Jenny Kerber's Writing in Dust: Reading the Prairier Environmentally is an important contribution from a critic who promises to be integral to the future of our conversations about Canadian literature and the environment. It is a successful, succinct, and intelligent book that reads a selection of prairie literature in order to generate an environmentally focused understanding of its focal region. Published in Wilfrid Laurier Press's Environmental Humanities series, it demonstrates a seamlessly interdisciplinary approach that crosses literary and environmental studies.... Ultimately Kerber's even-handed approach to her texts enables her to move in a different direction than Jon Paul Fiorentino and Robert Kroetsch in their recent anthology Post-Prairie and to put Edenic and Apocalyptic narratives to another purpose than Marlene Goldman does in Rewriting Apocalypse in Canadian Fiction. One notes the depth of her research, particularly evident in the apparatus of the text, which manages nevertheless not to disturb the focus of her writing. That she balances her argument against the hefty existing scholarship with ease demonstrates that Kerber is a critic who is comfortable with her assertions about what we might do, as readers and as humans, to improve life on the prairies. Kerber proposes a sort of therapy through narrative for those who believe that the prairie can be an endpoint, eith a return to Eden, or the final reckoning: ‘we cannot begin to comprehend the myriad ecological challenges that the prairies face today,’ she argues, ‘without first examining the impact that particular environmental stories have had on perceptions of the region.’ She reasonably proposes that the prairie is an idea, a process, and a space.
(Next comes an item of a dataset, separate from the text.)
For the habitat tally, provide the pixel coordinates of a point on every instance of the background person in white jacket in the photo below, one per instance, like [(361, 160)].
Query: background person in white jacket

Untangling these threads through the stories that we have told about the prairie, however, proves to be a rather more important challenge, one that Kerber is very much up to.
Kerber places her reading of ‘prairie’ literature within histories that saw the prairies as Edenic, as site for economic gain, or as blighted wasterland. The book is well researched in geography, history, government policy, corporate intervention, and literature. It is also openly partisan and supposes that to tell ‘the right stories’ can profoundly alter our lives. To be ‘a citizen’ of the prairies ‘means taking responsibility’ for ‘an alternative future.’ Kerber advocates ongoing reciprocity between place and inhabitants, whatever their ethnicity, gender, region, or status as ‘non-human.’ Against a view of the prairies as agricultural, male, post-European, and guided by faith in technological or economic progress, she advances a claim for an ecological response.
This is the right book at the right time. Writing in Dust convincingly demonstrates the importance of including the arts in discussions of sustainability. Jenny Kerber's scholarship, sensitive and rigorous, rereads familiar texts in fresh ways and makes the field of prairie literary scholarship newly relevant.